NGC 3949 is a large spiral galaxy and, in astronomical terms at least, is relatively nearby at around 50 million light-years away from Earth.
Galaxies like this help astronomers understand more about our own.
This is because the Sun and the Solar System are so embedded in the Milky Way that it is difficult to see our galaxy's large-scale structure.
Like the Milky Way, NGC 3949 has a blue disc of young stars peppered with bright pink star-birth regions.
In contrast to the blue disc, the bright central bulge is made up mainly of older, redder stars.
It is a member of more than 50 galaxies located in the direction of the Big Dipper, in the constellation Ursa Major (The Great Bear).
It is one of the largest galaxies in this cluster.
The image was created from data taken with the Hubble Space Telescope's Wide Field Planetary Camera 2 in 2001.
Separate exposures through blue, visible and near-infrared filters were combined to make the natural colour picture.

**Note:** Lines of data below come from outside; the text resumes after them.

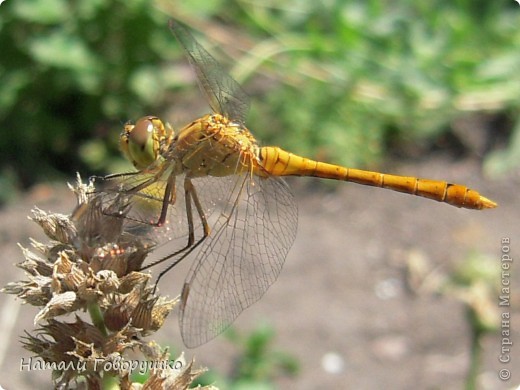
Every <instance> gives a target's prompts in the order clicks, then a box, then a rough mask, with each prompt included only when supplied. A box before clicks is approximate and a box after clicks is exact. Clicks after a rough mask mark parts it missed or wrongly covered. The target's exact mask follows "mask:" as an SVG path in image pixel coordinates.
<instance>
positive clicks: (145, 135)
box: [128, 117, 154, 153]
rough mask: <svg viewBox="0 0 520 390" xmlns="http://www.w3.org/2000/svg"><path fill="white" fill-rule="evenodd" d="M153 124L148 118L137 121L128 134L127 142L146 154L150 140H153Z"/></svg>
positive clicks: (153, 127)
mask: <svg viewBox="0 0 520 390" xmlns="http://www.w3.org/2000/svg"><path fill="white" fill-rule="evenodd" d="M153 130H154V126H153V122H152V121H151V120H150V118H148V117H144V118H141V119H139V120H138V121H137V122H136V124H135V126H134V128H133V129H132V130H131V131H130V133H129V134H128V142H130V143H132V144H134V146H135V147H137V148H140V149H141V150H142V151H143V152H144V153H146V148H147V145H148V144H149V142H150V138H153Z"/></svg>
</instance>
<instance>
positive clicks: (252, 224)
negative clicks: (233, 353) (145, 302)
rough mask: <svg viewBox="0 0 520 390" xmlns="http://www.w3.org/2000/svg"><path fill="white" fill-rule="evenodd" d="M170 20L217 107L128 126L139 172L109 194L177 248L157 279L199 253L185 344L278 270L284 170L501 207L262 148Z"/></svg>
mask: <svg viewBox="0 0 520 390" xmlns="http://www.w3.org/2000/svg"><path fill="white" fill-rule="evenodd" d="M169 26H170V29H171V31H172V33H173V34H174V35H175V37H176V38H177V40H178V41H179V43H180V44H181V45H182V47H183V48H184V51H185V54H186V55H187V57H188V60H189V62H190V64H191V66H192V68H193V69H194V71H195V73H196V75H197V79H198V82H199V85H200V87H201V90H202V91H203V92H204V94H205V95H206V98H207V99H208V101H209V104H210V106H211V108H212V110H213V113H211V114H207V115H205V116H203V117H202V118H199V119H196V120H194V121H193V122H191V123H190V124H188V125H186V126H185V127H183V128H182V129H181V130H180V131H178V132H175V131H174V130H173V128H172V127H171V126H170V125H169V124H167V123H164V122H162V121H161V120H160V119H159V118H157V117H154V116H146V117H144V118H141V119H139V120H138V121H137V122H136V123H135V124H127V125H125V128H124V131H123V133H122V134H121V149H122V151H123V153H124V154H125V156H126V157H127V158H128V159H129V160H130V161H131V162H132V163H133V165H134V166H135V168H136V169H137V172H133V173H128V174H122V175H113V176H112V177H111V178H115V177H117V180H116V181H117V185H115V186H113V189H112V190H108V191H112V198H110V197H107V200H108V199H112V201H113V199H114V194H117V196H120V195H121V194H123V195H124V196H125V197H126V199H128V206H129V207H128V208H129V209H130V211H129V212H128V213H127V214H125V218H126V219H127V220H128V221H130V222H131V225H132V226H131V228H130V230H132V231H133V232H135V233H136V234H149V235H150V236H153V237H154V239H155V240H156V242H158V243H160V244H161V245H163V244H168V248H170V247H171V248H175V249H172V250H171V252H170V254H168V255H167V256H165V257H163V258H161V259H159V260H157V261H155V262H153V263H152V264H149V265H147V266H146V267H144V268H142V269H146V268H149V267H151V266H153V265H157V264H158V263H162V262H165V261H168V266H167V267H166V269H165V270H163V271H162V272H161V273H160V275H159V277H158V280H159V279H160V278H161V277H162V276H163V275H164V274H165V273H166V272H167V271H168V270H170V269H171V268H172V267H174V266H175V265H176V264H178V263H179V262H180V261H182V260H183V259H185V258H186V257H187V256H188V255H190V254H192V253H194V252H195V253H196V254H195V259H194V262H193V264H192V266H191V269H190V271H189V273H188V275H187V277H186V280H185V283H184V286H183V288H182V293H181V304H180V314H179V322H180V329H181V334H182V338H183V341H184V343H185V344H186V346H187V347H190V348H192V347H196V346H199V345H201V344H204V343H206V342H207V341H209V340H211V339H212V338H214V337H215V336H217V335H218V334H220V333H221V332H222V331H223V330H224V329H226V328H227V327H228V326H229V325H230V324H231V323H232V322H233V321H234V320H235V319H236V317H237V316H238V315H239V314H240V313H241V312H242V311H243V310H244V309H246V308H247V307H248V306H250V305H251V304H253V303H254V302H256V301H257V300H259V299H260V298H261V297H262V295H263V294H264V293H265V292H266V291H267V289H268V288H269V286H271V284H272V283H274V281H275V280H276V278H277V276H278V274H279V273H280V271H281V269H282V266H283V263H284V261H285V257H286V256H287V253H288V251H289V248H290V247H291V245H292V244H293V242H294V240H295V237H296V229H297V207H296V203H295V200H294V198H293V195H292V194H291V192H290V190H289V187H288V186H287V184H286V183H285V181H284V180H283V179H282V178H281V177H282V176H314V177H319V178H326V179H333V180H342V181H351V182H355V183H359V184H364V185H369V186H374V187H381V188H387V189H391V190H394V191H399V192H404V193H408V194H412V195H417V196H422V197H425V198H428V199H433V200H436V201H439V202H445V203H448V204H450V205H453V206H457V207H464V208H468V209H476V210H481V209H487V208H494V207H496V203H494V202H493V201H491V200H489V199H487V198H485V197H483V196H481V195H480V194H479V193H478V192H477V191H474V190H472V189H469V188H467V187H465V186H462V185H458V184H451V183H447V182H445V181H436V180H428V179H418V178H415V177H406V176H397V175H390V174H384V173H378V172H371V171H363V170H359V169H352V168H346V167H342V166H337V165H331V164H327V163H324V162H319V161H313V160H311V159H308V158H304V157H300V156H298V155H295V154H292V153H289V152H286V151H285V150H282V149H281V148H279V147H276V146H263V147H262V146H259V144H258V142H257V140H256V139H255V137H254V136H253V135H252V134H251V133H250V132H249V130H248V129H247V128H246V127H245V124H244V122H245V117H246V114H247V111H248V107H249V99H248V97H247V95H246V94H245V93H244V92H243V90H242V88H241V87H240V86H239V84H238V83H237V82H236V81H235V80H233V79H232V78H231V77H230V76H229V75H228V74H227V73H226V72H225V71H224V70H223V69H222V67H221V66H220V65H219V64H218V62H217V61H216V60H215V59H214V58H213V57H212V56H211V55H210V54H209V53H208V52H207V51H206V50H205V49H204V48H203V47H202V46H201V45H200V44H199V43H198V42H197V41H196V40H195V38H194V37H193V36H192V35H191V33H190V31H189V30H188V29H187V28H186V27H185V26H183V25H182V24H181V23H179V22H177V21H171V22H170V24H169ZM175 245H177V246H175ZM195 250H197V251H195Z"/></svg>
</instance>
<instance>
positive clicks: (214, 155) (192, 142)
mask: <svg viewBox="0 0 520 390" xmlns="http://www.w3.org/2000/svg"><path fill="white" fill-rule="evenodd" d="M173 149H174V154H175V156H176V158H177V159H178V160H180V161H181V162H182V166H183V170H184V171H185V172H186V173H187V174H189V175H190V176H191V177H199V176H219V177H220V176H228V175H233V174H237V173H242V172H245V171H249V172H251V171H252V167H253V166H254V165H255V164H256V161H257V156H258V150H259V147H258V144H257V142H256V140H255V139H254V137H253V136H252V135H251V133H250V132H249V130H247V129H246V128H245V127H244V126H243V125H241V124H239V123H235V122H232V121H230V120H229V119H227V118H226V117H224V116H222V115H219V114H208V115H206V116H204V117H202V118H200V119H197V120H196V121H194V122H192V123H190V124H189V125H187V126H186V127H185V128H183V129H182V130H181V131H180V133H179V136H178V138H177V139H176V142H175V144H174V145H173Z"/></svg>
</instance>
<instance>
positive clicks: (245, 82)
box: [0, 0, 520, 388]
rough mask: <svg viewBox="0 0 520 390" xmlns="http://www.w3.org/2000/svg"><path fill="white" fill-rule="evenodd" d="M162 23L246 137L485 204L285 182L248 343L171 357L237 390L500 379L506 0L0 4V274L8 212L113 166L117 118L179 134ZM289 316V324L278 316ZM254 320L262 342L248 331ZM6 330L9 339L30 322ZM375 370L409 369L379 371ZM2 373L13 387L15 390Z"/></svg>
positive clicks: (36, 200) (9, 242) (503, 211)
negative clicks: (441, 297)
mask: <svg viewBox="0 0 520 390" xmlns="http://www.w3.org/2000/svg"><path fill="white" fill-rule="evenodd" d="M172 16H173V17H175V18H176V19H178V20H180V21H182V22H183V23H185V24H187V25H188V26H190V27H191V29H192V30H193V33H194V35H195V36H196V38H197V39H198V40H199V42H200V43H201V44H202V45H203V46H204V47H205V48H206V49H207V50H208V51H209V52H210V53H212V55H214V57H215V58H217V59H218V60H219V61H220V62H221V63H222V64H223V66H224V67H225V68H226V69H228V70H229V72H230V73H231V74H232V76H233V77H234V78H235V79H236V80H237V81H238V82H239V83H240V84H242V85H243V87H244V89H245V90H246V91H247V92H248V94H249V95H250V96H251V101H252V105H251V110H250V113H249V116H248V121H247V123H248V127H249V128H250V129H251V131H252V132H253V133H254V135H255V136H256V137H257V138H258V139H259V140H260V141H261V143H262V144H264V145H267V144H276V145H279V146H281V147H283V148H285V149H288V150H290V151H293V152H295V153H298V154H302V155H305V156H307V157H311V158H315V159H320V160H325V161H329V162H334V163H338V164H343V165H347V166H355V167H357V168H372V169H380V170H387V171H388V170H392V173H397V174H399V173H401V174H405V175H417V176H432V178H436V179H442V180H449V181H454V182H461V183H463V184H467V185H471V187H474V188H476V189H478V190H479V191H481V192H482V193H483V194H484V195H485V196H488V197H490V198H492V199H493V200H496V201H498V202H499V204H500V208H499V209H497V210H496V211H488V212H473V213H472V212H467V211H460V210H456V209H453V208H450V207H449V206H446V205H437V204H433V205H431V204H430V203H428V202H427V201H425V200H414V199H410V197H404V196H402V195H399V194H397V195H396V194H388V193H386V192H385V191H380V190H378V191H374V192H372V191H373V190H370V191H369V190H367V189H363V188H361V189H359V188H353V187H354V186H348V190H347V189H346V186H345V185H344V183H339V184H338V183H334V184H331V183H324V182H319V181H316V180H303V181H299V182H298V183H296V182H295V181H294V182H293V181H291V185H293V186H294V187H295V188H296V190H295V192H296V193H298V196H297V197H298V200H299V205H300V218H301V221H300V232H299V234H298V238H297V242H296V244H295V248H294V249H293V251H292V252H291V254H290V256H289V258H288V264H287V266H286V269H285V270H284V272H283V273H282V275H281V277H280V279H282V280H280V281H278V282H277V284H275V286H273V289H272V290H273V291H271V292H270V293H269V294H267V295H266V297H265V298H264V299H263V300H262V301H261V302H260V303H259V304H258V305H255V306H254V308H253V309H250V310H249V311H248V313H246V314H245V315H244V317H245V319H244V320H243V323H240V324H237V326H239V328H240V327H241V328H242V329H243V331H244V332H245V334H250V337H249V336H243V338H241V337H239V336H237V335H235V336H229V337H231V338H232V339H234V340H235V346H233V347H230V346H229V345H225V344H226V343H227V344H230V343H229V342H227V341H225V340H224V341H223V340H218V341H215V342H213V343H210V344H213V345H212V346H205V347H203V348H202V349H200V350H196V351H195V352H194V351H189V352H190V354H191V356H196V357H197V361H200V362H201V364H203V365H207V366H209V367H210V368H213V366H216V371H218V372H219V374H215V375H216V376H215V377H216V378H219V379H218V380H220V381H223V382H220V383H221V386H223V387H222V388H231V387H232V386H235V387H236V386H238V385H236V383H239V382H240V381H239V380H237V379H236V378H242V379H243V378H244V377H247V378H249V377H248V375H249V376H251V377H252V378H253V379H251V380H250V381H249V382H250V383H253V385H252V386H255V385H257V386H264V385H265V386H267V387H255V388H270V386H276V385H278V386H280V387H281V388H284V387H287V386H289V384H290V385H297V386H298V388H323V387H322V386H324V385H329V386H332V385H336V386H337V385H339V384H345V383H346V384H350V386H352V387H358V388H377V387H378V386H380V385H381V384H387V385H388V384H389V383H392V384H395V385H396V386H398V387H400V388H427V387H431V386H436V385H440V386H441V387H448V388H459V387H460V386H464V385H467V384H468V382H469V383H470V384H471V382H472V381H473V382H474V383H473V384H474V385H475V386H477V387H480V388H499V387H497V386H502V385H503V386H512V385H513V384H514V382H497V381H496V380H497V378H496V375H494V374H493V373H494V372H495V371H497V370H496V367H497V363H496V355H497V351H498V349H499V347H500V344H499V339H498V338H497V337H498V336H497V335H498V333H497V332H498V329H499V328H498V325H497V321H498V320H499V315H498V314H497V310H499V307H498V306H497V304H496V296H497V295H496V294H497V290H496V288H497V287H498V286H499V268H498V267H499V263H498V261H499V260H497V259H499V255H500V245H499V243H500V239H501V238H502V237H506V236H507V237H518V236H519V234H518V233H519V231H518V229H519V228H518V224H517V222H518V218H519V217H520V214H519V212H518V210H517V208H516V207H515V204H516V201H517V196H516V191H517V188H518V181H519V176H518V173H519V166H520V50H519V48H520V6H519V5H518V4H517V3H515V2H514V1H513V0H511V1H493V2H491V1H484V0H472V1H469V0H457V1H438V2H422V3H418V2H414V1H407V0H397V1H391V2H384V1H359V0H356V1H347V0H336V1H333V0H331V1H323V2H310V1H306V0H281V1H280V0H277V1H253V0H250V1H247V0H245V1H244V0H211V1H207V0H204V1H199V0H195V1H190V2H182V3H181V2H176V1H157V2H151V1H144V0H132V1H109V0H92V1H88V2H67V1H64V0H26V1H22V0H7V1H5V2H4V3H2V4H1V5H0V47H1V48H2V49H1V57H0V91H1V93H0V129H1V137H0V204H1V205H2V207H3V208H2V209H1V210H0V211H1V212H2V218H3V221H5V225H4V227H3V228H2V229H4V230H2V235H1V237H2V246H3V247H6V248H7V247H9V249H6V250H8V251H9V252H4V253H6V255H5V256H8V255H7V253H9V256H8V258H7V257H6V259H8V260H4V259H3V260H2V261H4V262H5V264H7V262H8V263H9V264H12V263H15V262H17V261H20V260H21V254H20V253H19V251H18V249H17V248H16V246H15V243H16V242H17V241H21V242H22V243H23V242H28V238H27V234H29V232H31V233H32V234H33V235H34V234H38V233H35V232H34V230H35V228H34V227H28V224H29V222H28V221H27V220H26V218H25V215H27V214H28V213H29V209H30V207H31V206H32V205H33V204H38V205H39V206H40V207H43V206H42V204H43V205H47V204H48V205H49V206H48V207H49V208H52V207H53V206H54V208H52V209H53V210H54V211H60V210H61V209H59V207H63V209H62V210H61V211H63V212H70V210H71V208H72V207H73V199H72V195H71V194H68V193H67V191H66V189H65V185H64V183H65V182H66V181H72V180H73V177H74V175H75V174H76V172H80V173H81V174H82V175H83V177H84V178H86V177H88V176H90V175H94V174H106V173H114V172H122V171H125V170H130V169H131V167H130V166H129V165H128V163H126V162H124V161H123V160H122V157H121V156H120V153H119V151H118V147H117V144H118V135H119V132H120V131H121V129H122V127H123V125H124V123H126V122H127V121H129V120H133V121H135V120H136V119H138V118H139V117H141V116H143V115H157V116H161V117H162V118H164V119H165V120H167V121H169V122H170V123H172V125H173V126H174V128H175V129H178V128H180V127H182V126H183V125H184V124H186V123H188V122H189V121H191V120H193V119H194V118H195V117H197V115H201V114H203V113H206V112H207V111H208V106H207V103H206V102H205V100H204V98H203V96H202V94H201V93H200V92H199V91H198V88H197V87H196V79H195V76H194V74H193V73H192V71H191V70H190V68H189V66H188V64H187V61H186V59H185V58H184V57H183V53H182V52H181V50H180V47H179V45H178V43H177V42H176V41H175V39H174V37H173V36H172V35H171V33H170V31H169V30H168V27H167V21H168V19H169V18H170V17H172ZM52 183H54V184H52ZM367 191H369V192H367ZM403 198H404V199H403ZM56 205H59V207H58V209H59V210H56ZM67 207H68V208H67ZM423 210H424V211H423ZM481 213H482V214H481ZM493 213H494V214H493ZM18 225H19V226H20V227H19V228H18V227H15V226H18ZM346 237H348V238H349V239H348V240H347V241H348V242H349V244H348V245H346V246H347V248H346V247H345V242H346ZM305 238H307V240H306V239H305ZM354 244H356V245H354ZM517 248H518V247H517ZM517 248H516V249H515V251H517ZM329 252H330V253H329ZM516 253H518V252H516ZM318 263H319V264H326V265H324V266H321V267H319V270H320V272H322V274H321V276H319V275H320V274H318V276H316V277H315V278H314V279H313V281H312V280H308V278H309V279H310V276H309V275H311V273H312V274H313V275H315V273H314V271H316V272H318V270H314V268H315V267H318V266H319V264H318ZM353 263H355V264H353ZM417 269H419V270H417ZM331 270H332V271H331ZM14 272H15V271H14V267H13V274H14ZM331 273H333V274H334V275H330V274H331ZM8 274H9V273H6V274H5V275H4V277H2V282H3V284H5V283H7V281H9V280H10V279H8V278H7V277H8ZM179 274H180V275H179V276H178V278H179V282H178V283H177V284H176V286H181V285H182V284H181V283H182V279H183V275H184V274H182V272H179ZM291 275H293V276H291ZM432 275H433V276H432ZM291 277H292V278H293V279H291ZM284 278H286V279H284ZM303 278H305V279H304V280H305V281H302V280H303ZM335 278H337V279H335ZM428 278H429V279H428ZM432 278H433V280H434V282H431V280H432ZM514 280H515V281H518V278H516V279H514ZM425 281H427V282H428V283H429V284H428V283H427V284H426V286H427V287H424V283H425ZM430 282H431V283H430ZM418 286H422V287H418ZM475 286H477V287H478V288H476V287H475ZM482 286H484V287H482ZM475 288H476V290H475V291H477V292H475V291H474V289H475ZM179 290H180V288H179V289H176V288H175V289H173V290H172V291H171V294H172V295H175V294H176V293H178V292H179ZM419 290H420V292H418V291H419ZM318 291H319V292H320V294H321V293H323V296H321V295H320V296H319V297H318ZM425 291H426V292H425ZM471 294H477V295H475V296H474V295H471ZM478 294H482V296H481V295H478ZM516 294H518V290H517V291H516ZM289 296H290V299H289V298H288V297H289ZM439 296H442V297H444V298H439ZM515 296H516V295H515ZM446 297H447V298H446ZM475 297H477V298H475ZM7 298H8V299H11V297H7ZM314 299H315V300H316V302H314V301H313V300H314ZM439 299H440V300H439ZM486 299H487V301H486ZM389 300H390V301H392V302H393V303H392V304H390V303H389ZM6 301H7V299H6V297H4V296H3V297H1V301H0V302H2V303H4V302H6ZM335 301H337V304H338V307H337V308H336V307H335V306H334V302H335ZM313 302H314V303H313ZM472 302H473V303H474V302H480V303H482V302H487V309H489V310H490V311H489V310H488V311H486V310H487V309H486V310H482V312H480V311H479V310H480V309H478V308H476V306H475V305H472ZM5 304H6V305H7V303H5ZM324 304H325V305H329V306H330V308H329V309H328V310H327V311H325V310H324V308H323V305H324ZM262 305H264V306H262ZM277 305H278V306H277ZM257 306H258V307H257ZM300 306H301V307H307V311H303V312H301V313H300V312H298V313H295V312H291V310H294V309H295V308H296V307H300ZM477 306H478V305H477ZM480 306H482V305H480ZM484 306H485V305H484ZM490 307H491V308H490ZM345 308H347V309H345ZM302 310H303V309H302ZM249 312H254V313H251V314H249ZM4 313H5V311H4ZM392 313H393V314H392ZM395 313H399V315H397V316H395ZM405 314H406V315H405ZM248 315H249V316H250V317H248ZM264 317H265V318H267V320H268V321H269V322H273V323H274V325H273V329H275V330H269V329H271V328H269V327H267V328H261V329H257V330H255V329H254V328H255V327H254V325H255V324H256V323H258V322H259V320H258V319H259V318H262V319H263V318H264ZM377 318H379V320H376V319H377ZM391 318H393V319H395V324H394V323H393V322H392V320H391ZM448 319H449V321H446V320H448ZM313 320H314V321H317V322H312V321H313ZM21 321H23V320H21ZM26 321H27V324H28V325H27V326H25V325H17V328H18V329H28V328H31V326H32V325H31V317H30V316H28V317H27V320H26ZM306 321H310V322H306ZM171 322H172V326H171V329H170V333H172V334H176V335H172V334H169V333H168V334H167V335H165V336H164V339H165V340H168V341H165V342H167V343H169V342H170V340H171V339H173V338H175V337H177V339H176V340H177V341H175V342H172V344H173V345H175V348H176V349H177V350H180V349H181V347H182V344H181V342H180V339H179V338H178V330H177V325H176V323H175V319H171ZM517 323H518V321H517ZM392 324H393V325H392ZM374 325H375V328H373V326H374ZM329 327H330V328H329ZM444 328H446V329H444ZM18 329H16V330H15V331H14V332H15V333H14V334H13V341H11V343H13V344H14V343H15V339H16V336H17V335H19V334H21V331H20V332H18V333H16V332H17V331H18ZM266 329H267V330H266ZM298 330H301V331H302V332H303V333H302V334H301V335H296V333H295V332H297V331H298ZM255 332H257V333H255ZM305 332H310V333H305ZM437 332H438V333H437ZM4 334H5V333H4ZM484 336H485V337H488V336H489V337H490V338H485V337H484ZM248 337H249V338H248ZM516 337H518V335H517V334H516ZM274 338H276V342H274V341H273V339H274ZM291 338H292V340H291ZM237 340H239V341H237ZM240 340H241V341H240ZM305 340H309V343H308V344H307V343H304V342H305ZM272 343H274V346H273V344H272ZM486 343H488V344H486ZM302 344H306V345H305V346H304V345H302ZM485 345H487V346H488V348H487V349H486V347H485ZM6 348H7V347H6ZM9 348H18V347H15V346H10V347H9ZM205 348H209V349H205ZM269 348H272V349H274V350H275V351H271V350H270V349H269ZM437 348H439V349H437ZM279 349H280V350H281V351H282V352H280V351H278V350H279ZM519 349H520V348H519ZM6 350H8V349H6ZM13 351H16V352H13ZM13 351H11V354H10V355H9V356H11V355H13V354H16V353H17V354H18V355H13V356H20V355H22V356H28V352H25V351H22V350H20V351H18V350H16V349H15V350H13ZM238 351H240V352H238ZM268 351H269V352H268ZM516 353H517V356H518V351H516ZM0 355H1V354H0ZM4 356H5V355H4ZM221 356H225V359H223V358H222V357H221ZM0 357H1V356H0ZM518 358H519V359H520V356H518ZM4 359H5V358H4ZM248 359H249V360H248ZM255 359H256V360H255ZM223 360H226V363H224V364H222V361H223ZM251 361H252V362H253V363H251ZM244 362H246V363H244ZM331 362H332V363H331ZM11 363H12V362H11ZM248 364H249V366H251V367H253V368H254V369H252V368H251V367H249V366H247V365H248ZM3 365H4V367H7V368H5V369H6V370H11V369H13V370H14V371H13V372H16V371H17V366H16V367H14V368H13V367H11V364H10V363H9V362H8V361H6V360H4V362H3ZM244 365H246V368H245V369H244V368H243V366H244ZM4 367H3V368H4ZM9 367H10V368H9ZM248 367H249V368H248ZM296 367H300V369H299V370H297V369H296ZM331 367H332V368H331ZM396 367H400V368H399V369H401V367H410V369H409V371H406V369H404V368H403V370H405V371H404V373H403V374H399V375H398V374H397V373H396V372H395V370H396ZM432 367H433V368H432ZM247 369H249V370H250V371H249V372H248V373H247V374H244V371H243V370H245V371H247ZM241 370H242V371H241ZM255 370H256V371H255ZM257 371H259V372H260V374H259V373H258V372H257ZM266 373H267V374H266ZM23 374H24V373H22V374H20V375H21V376H23ZM25 374H26V373H25ZM45 374H47V378H48V376H49V373H44V374H43V376H42V378H45V377H46V376H45ZM13 375H15V374H13ZM16 375H18V374H16ZM262 375H264V376H262ZM517 375H518V374H517ZM215 377H213V378H215ZM13 378H14V377H13ZM224 378H226V379H224ZM230 378H231V379H230ZM232 378H235V379H232ZM391 378H392V379H391ZM249 379H250V378H249ZM249 379H248V380H249ZM514 379H515V380H516V383H517V384H518V383H519V381H520V378H519V377H518V376H517V377H516V378H514ZM17 380H18V379H17ZM19 380H20V382H19V383H18V385H19V386H17V387H16V388H23V387H20V386H26V387H28V386H29V384H30V383H31V381H34V379H27V378H24V377H22V378H21V379H19ZM392 380H394V382H392ZM24 381H28V382H24ZM389 381H390V382H389ZM249 382H248V383H249ZM222 383H225V385H222ZM232 383H233V385H232ZM0 384H1V385H3V386H4V387H5V388H10V387H9V384H8V383H0ZM216 384H217V385H219V382H218V381H217V383H216ZM422 385H424V387H423V386H422ZM237 388H238V387H237ZM475 388H476V387H475Z"/></svg>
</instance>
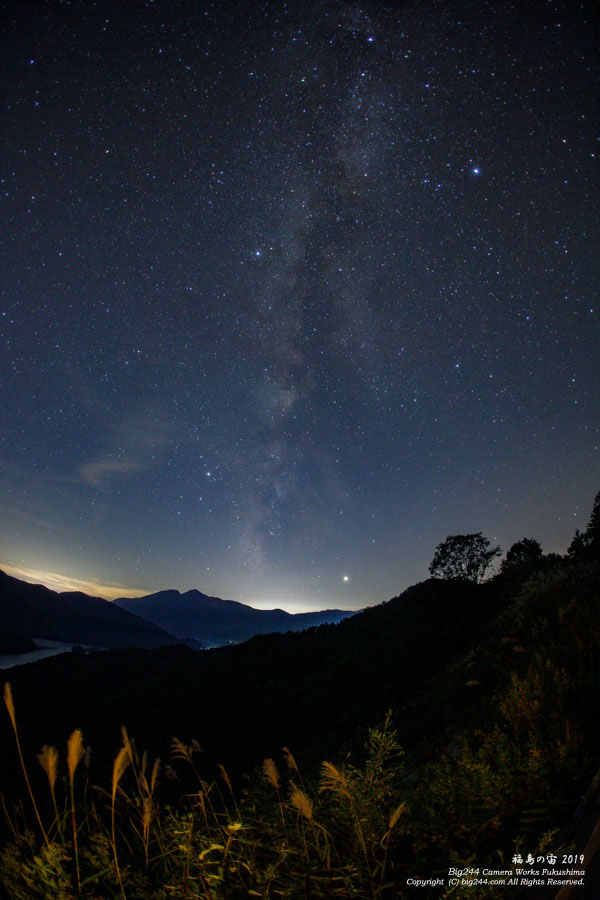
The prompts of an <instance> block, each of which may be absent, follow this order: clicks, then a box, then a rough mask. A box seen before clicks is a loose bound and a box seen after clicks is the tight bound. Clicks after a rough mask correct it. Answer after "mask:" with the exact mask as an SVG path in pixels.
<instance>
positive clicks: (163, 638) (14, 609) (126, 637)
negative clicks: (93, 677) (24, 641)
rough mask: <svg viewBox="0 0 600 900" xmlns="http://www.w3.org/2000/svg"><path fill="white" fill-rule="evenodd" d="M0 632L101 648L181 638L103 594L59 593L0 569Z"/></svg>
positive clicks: (131, 646)
mask: <svg viewBox="0 0 600 900" xmlns="http://www.w3.org/2000/svg"><path fill="white" fill-rule="evenodd" d="M0 633H1V634H3V635H13V634H17V635H22V636H25V637H27V638H45V639H47V640H53V641H64V642H65V643H69V642H71V643H73V644H89V645H92V646H97V647H162V646H164V645H165V644H175V643H178V639H177V638H175V637H173V635H171V634H168V633H167V632H166V631H163V630H162V629H161V628H158V627H157V626H156V625H153V624H151V623H150V622H146V621H145V620H144V619H140V618H139V616H136V615H133V614H132V613H128V612H126V611H125V610H123V609H119V608H118V607H117V606H114V605H113V604H112V603H109V602H108V601H107V600H103V599H102V598H101V597H89V596H88V595H87V594H82V593H79V592H65V593H57V592H56V591H51V590H50V589H49V588H47V587H44V586H43V585H41V584H29V583H28V582H26V581H19V579H17V578H12V577H11V576H10V575H7V574H6V573H5V572H0Z"/></svg>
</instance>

The US space agency Nasa announced on Friday that one of the four instruments on board the Hubble Space Telescope has stopped working.
The STIS, or Space Telescope Imaging Spectrograph, stopped working on 3 August and went into what Nasa officials call a "suspended mode".
Engineers are currently trying to track down the source of the problem and Nasa has convened an Anomaly Review Board to determine whether the failed instrument is recoverable.
Hubble's other instruments are all operating normally.